The announcements of this year’s Nobel Prize winners will start Monday with the medicine award and continue with physics, chemistry, literature, peace and economics. The secretive award committees never give away any hints in advance of who could win, but here’s a look at five big scientific breakthroughs that haven’t yet received a Nobel prize.
The Higgs Particle
Scientists had searched for the elusive “God particle” for decades when its existence was finally confirmed at the European particle physics laboratory CERN in July last year. Nobel prizes tend to go to ideas that stand the test of time and last year’s breakthrough was too recent to be considered for the 2012 award. Belgian physicist Francoise Englert and British scientist Peter Higgs both theorized about the existence of the particle in the 1960s although Englert was reportedly first. There are also a handful of people at CERN that have contributed to the discovery, including Italian scientist Fabiola Gianotti, German Rolf Heuer, Brit Tejinder Virdee and American Joseph Incandela. A Nobel prize can be split between a maximum of three people and are often shared between theorists and those conducting the practical experiments, according to Ulrika Bjorksten, who heads a science program at Radio Sweden.
The Human Genome Project
The effort to decode the human DNA constitutes one of the largest scientific endeavors in history. Headed by Eric S. Lander, Craig Venter and Francis Collins, the project was completed in 2003 and revealed in intimate detail just what makes up a human being. It has helped scientists understand a vast range of mystery diseases that had baffled doctors for years. However, despite its size and importance it lacks some of the key characteristics of a Nobel Prize winner. The Nobel committee likes to award original scientific ideas or radical approaches and give the prizes to individuals rather than projects. When the project started, some genomes had already been successfully mapped so it didn’t break any new ground. Also, in 2002, three scientists who made early contributions to gene research won the Nobel Prize in medicine or physiology so the Nobel committee may feel it has already covered the area.
The Cochlear Implant
The revolutionary hearing aid has helped hundreds of thousands of deaf people to experience a sense of sound and to understand speech. The implant helps those who are deaf because of damage to sensory hair cells in the inner ear, by providing electronic stimulation of the auditory nerve. Radio Sweden science reporter Annika Ostman says the technology is exciting because it has been developed to a large extent in close collaboration with the deaf people it serves. The inventor of the first, basic version of the implant, William F. House, passed away in 2012 and Nobel Prizes aren’t awarded posthumously. However, Australian Graeme Clark, Austrian Ingeborg Hochmair and American Blake S. Wilson, have also contributed to developing the implant.
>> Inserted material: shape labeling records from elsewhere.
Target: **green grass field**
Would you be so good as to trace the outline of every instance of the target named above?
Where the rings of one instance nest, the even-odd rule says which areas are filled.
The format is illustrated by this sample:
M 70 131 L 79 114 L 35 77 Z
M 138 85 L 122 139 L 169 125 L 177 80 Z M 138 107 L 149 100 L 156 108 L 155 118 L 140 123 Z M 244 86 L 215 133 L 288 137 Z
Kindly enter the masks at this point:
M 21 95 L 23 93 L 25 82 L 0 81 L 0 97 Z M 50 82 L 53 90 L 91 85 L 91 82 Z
The discovery of membrane fusion shows the means by which proteins and other materials are transported within and between cells. It is a process that cells use to organize their activities and avert the chaos that would erupt if all of their contents were blended together. This breakthrough discovery has helped explain processes as varied as the release of insulin into the blood, communication between nerve cells and the way viruses infect cells. Americans James Rothman and Randy Schekman won the Albert Lasker Basic Medical Research Award for this finding in 2002—an award often seen as a precursor of a Nobel Prize.
Protein folding inside cells is a vital process that gives molecules’ their unique characteristics and disruption of this process can lead to disease and allergies. The Nobel Committee likes underdogs that ignore traditionalist skeptics to break new ground, which is exactly what the two scientists Arthur Horwich and Ulrich Hartl did with protein folding. By discovering that a special apparatus spurs the protein folding by harnessing the energy of a small molecule they toppled traditional notions of how the process works and established new principles. This previously unexplored area has great potential for basic biology and biomedicine.